My Hui Experience. Tamsin Leigh
“May the road rise with you
May the wind be always at your back
May the sun shine warm upon your face
Until we meet again, may life hold you
in the hollow of her hand.”
Something very special and unusual happened in Riverton this autumn. When I cast my mind back to the hui, it’s as if I am remembering a dream full of intense, sensory details; the cold, clear sunshine of Aparima; the taste of stange forest-fruits, fallen at our feet; the radiant warmth of familiar and unfamiliar faces getting to know one-another; the sparking of flame from remnant embers, first thing in the morning.

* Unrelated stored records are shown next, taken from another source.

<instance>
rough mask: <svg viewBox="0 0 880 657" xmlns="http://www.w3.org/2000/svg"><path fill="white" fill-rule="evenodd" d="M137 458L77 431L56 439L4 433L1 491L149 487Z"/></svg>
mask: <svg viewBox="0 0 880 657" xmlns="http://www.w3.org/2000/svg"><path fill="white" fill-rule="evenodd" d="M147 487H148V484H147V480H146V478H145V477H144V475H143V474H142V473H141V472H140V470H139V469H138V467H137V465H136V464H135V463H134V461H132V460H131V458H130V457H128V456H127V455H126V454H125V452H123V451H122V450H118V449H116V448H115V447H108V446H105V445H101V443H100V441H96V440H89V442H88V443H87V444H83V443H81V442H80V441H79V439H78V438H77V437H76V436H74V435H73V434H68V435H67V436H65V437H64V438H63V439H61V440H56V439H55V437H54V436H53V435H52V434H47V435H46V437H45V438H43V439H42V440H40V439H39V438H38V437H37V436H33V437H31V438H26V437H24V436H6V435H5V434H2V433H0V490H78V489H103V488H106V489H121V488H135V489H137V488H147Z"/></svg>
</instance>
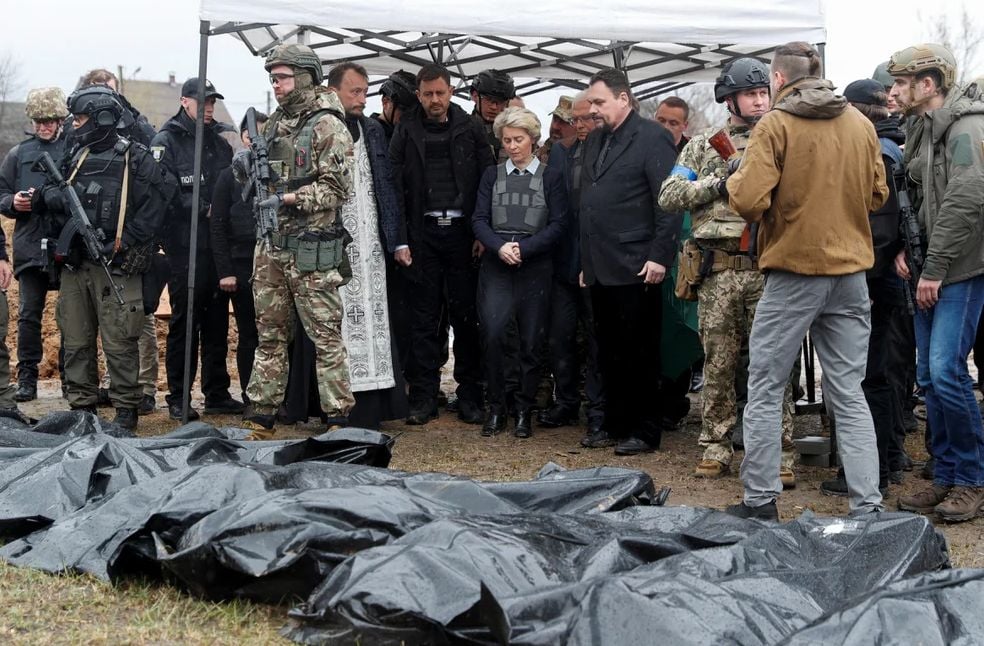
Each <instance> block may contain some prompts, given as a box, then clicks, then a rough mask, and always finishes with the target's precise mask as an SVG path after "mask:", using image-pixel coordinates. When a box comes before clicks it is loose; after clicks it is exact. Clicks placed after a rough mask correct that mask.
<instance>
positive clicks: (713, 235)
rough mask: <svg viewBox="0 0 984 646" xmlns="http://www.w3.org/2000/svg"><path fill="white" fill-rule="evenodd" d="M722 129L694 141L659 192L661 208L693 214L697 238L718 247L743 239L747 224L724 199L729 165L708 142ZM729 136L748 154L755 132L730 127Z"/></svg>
mask: <svg viewBox="0 0 984 646" xmlns="http://www.w3.org/2000/svg"><path fill="white" fill-rule="evenodd" d="M717 131H718V129H713V130H708V131H706V132H703V133H701V134H699V135H697V136H695V137H694V138H693V139H691V140H690V141H689V142H688V143H687V145H686V146H685V147H684V149H683V152H681V153H680V156H679V157H677V162H676V165H675V166H674V167H673V170H672V171H671V172H670V175H669V177H667V178H666V180H664V181H663V186H662V187H661V189H660V192H659V206H660V208H661V209H663V210H664V211H669V212H671V213H682V212H684V211H690V217H691V218H692V220H693V237H694V238H695V239H696V240H703V241H712V242H711V244H712V245H715V246H718V245H721V244H722V243H726V242H731V241H734V240H736V239H739V238H741V234H742V231H744V229H745V221H744V220H743V219H742V218H741V216H740V215H738V214H737V213H735V212H734V211H732V210H731V207H729V206H728V198H726V197H721V196H720V194H719V193H718V190H717V184H718V182H719V181H720V180H722V179H727V178H728V163H727V161H726V160H724V159H722V158H721V155H719V154H718V153H717V151H716V150H714V148H712V147H711V144H710V143H708V140H709V139H710V138H711V135H713V134H714V133H715V132H717ZM728 134H729V135H730V136H731V141H732V142H733V143H734V144H735V148H736V149H737V150H738V152H739V154H741V153H744V151H745V146H746V145H747V144H748V137H749V135H750V134H751V131H750V130H749V129H748V128H747V127H746V126H733V125H729V126H728Z"/></svg>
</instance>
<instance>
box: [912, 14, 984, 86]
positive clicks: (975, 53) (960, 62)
mask: <svg viewBox="0 0 984 646" xmlns="http://www.w3.org/2000/svg"><path fill="white" fill-rule="evenodd" d="M923 24H924V25H926V37H927V39H928V40H929V41H930V42H934V43H939V44H941V45H943V46H945V47H946V48H947V49H949V50H950V51H951V52H953V57H954V58H955V59H956V60H957V81H958V82H960V83H965V82H967V81H969V80H971V79H974V78H977V77H978V76H980V74H981V67H980V58H981V49H980V48H981V39H984V25H982V24H981V23H980V22H978V21H977V20H976V19H974V18H973V17H972V16H971V15H970V12H969V11H968V10H967V5H966V4H963V3H962V4H961V5H960V11H959V12H958V13H957V15H956V16H953V15H951V14H947V13H940V14H936V15H935V16H932V17H930V18H929V19H928V20H924V21H923Z"/></svg>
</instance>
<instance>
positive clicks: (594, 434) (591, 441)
mask: <svg viewBox="0 0 984 646" xmlns="http://www.w3.org/2000/svg"><path fill="white" fill-rule="evenodd" d="M617 443H618V442H617V441H616V440H615V438H613V437H612V436H611V435H609V434H608V433H606V432H605V430H604V429H603V428H602V427H601V425H598V426H597V427H596V428H594V429H592V428H590V427H589V428H588V434H587V435H585V436H584V438H583V439H582V440H581V446H583V447H584V448H586V449H603V448H605V447H607V446H615V445H616V444H617Z"/></svg>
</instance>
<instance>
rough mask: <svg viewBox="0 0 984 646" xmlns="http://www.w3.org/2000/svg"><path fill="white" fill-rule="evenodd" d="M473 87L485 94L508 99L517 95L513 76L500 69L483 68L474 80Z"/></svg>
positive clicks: (478, 73) (494, 98) (486, 95)
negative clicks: (490, 69) (516, 93)
mask: <svg viewBox="0 0 984 646" xmlns="http://www.w3.org/2000/svg"><path fill="white" fill-rule="evenodd" d="M472 89H473V90H475V91H476V92H478V93H479V94H481V95H483V96H490V97H492V98H494V99H502V100H503V101H508V100H509V99H511V98H513V97H514V96H516V86H515V85H513V82H512V77H511V76H509V75H508V74H506V73H505V72H501V71H499V70H483V71H481V72H479V73H478V74H477V75H476V76H475V78H474V79H473V80H472Z"/></svg>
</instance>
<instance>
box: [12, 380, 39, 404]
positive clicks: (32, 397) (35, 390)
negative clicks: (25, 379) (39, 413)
mask: <svg viewBox="0 0 984 646" xmlns="http://www.w3.org/2000/svg"><path fill="white" fill-rule="evenodd" d="M37 398H38V385H37V384H29V383H27V382H24V383H22V384H18V385H17V392H15V393H14V401H16V402H21V403H23V402H29V401H34V400H35V399H37Z"/></svg>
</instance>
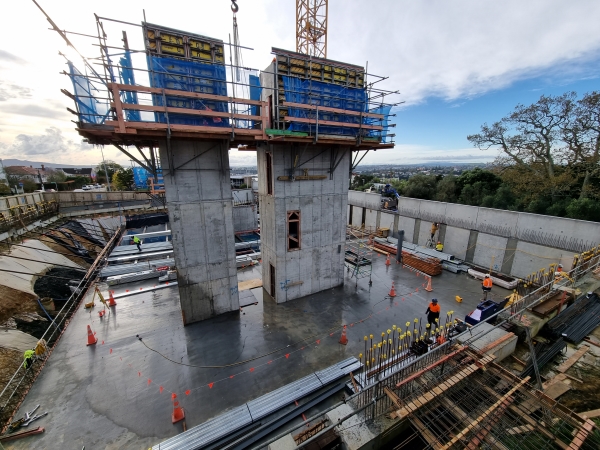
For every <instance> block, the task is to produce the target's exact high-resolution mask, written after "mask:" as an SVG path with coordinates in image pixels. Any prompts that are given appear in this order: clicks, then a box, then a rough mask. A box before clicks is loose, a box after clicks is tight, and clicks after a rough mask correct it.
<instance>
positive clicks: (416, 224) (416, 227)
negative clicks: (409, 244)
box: [413, 219, 421, 245]
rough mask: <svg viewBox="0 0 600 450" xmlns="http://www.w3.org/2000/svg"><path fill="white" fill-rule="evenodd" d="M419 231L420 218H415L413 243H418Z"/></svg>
mask: <svg viewBox="0 0 600 450" xmlns="http://www.w3.org/2000/svg"><path fill="white" fill-rule="evenodd" d="M420 233H421V219H415V228H414V231H413V244H415V245H419V234H420Z"/></svg>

What a profound, connecting experience it was! What an honour to be held in nest-upon-nest of blessings - by mana whenua, by the Guyton whānau, and by Papatūānuku herself, glowing with appreciation. E ngā hau kainga, ngā ringa tōhaunui, me ngā kaitāuo kua whakarite i te hui, kei te mihi kei te mihi aroha ki a koutou.
Did I mention the food? Sam and Louie: holy heck! Kohlrabi steaks, chocolate cake, local rīwai and heritage-apple pie, coconut baked-fish stacks covered in flowers... (No pressure for next year, e Taranaki contingent!)
Permaculture is where I go for a hope-injection – and this year’s hui provided an exceptional dose. I’ve no doubt Robyn is going to save the world, starting with Southland! Soon our motu will be speckled with Longwood Loops, and there will be wildlife corridors from the mountains to the sea. Permies will speak farmer will speak Te Reo Māori. Strength in diversity: Mā tōu rourou, mā tōku rourou, ka ora ai te iwi. (With your basket and my basket, the people will live).
We were a ragtag gathering of guardians come to cross-pollinate and sow hope and love into an unknown, emerging future. We were working at the edge of our awareness; that generative zone between diverse life experiences and contexts. Everyone contributed, and everyone received.
We were a hui of humans taking responsibility for the safekeeping of many sacred things – of timeless tikanga, like how to look after each other and the land and seas, how to tell stories and when to sing songs, how to be healthy and regenerate the generations.. This is our job while the majority of humanity catches up. More than once I looked around the room and said to myself “thank god you all exist!”
We’re doing okay, whānau. Keep it up.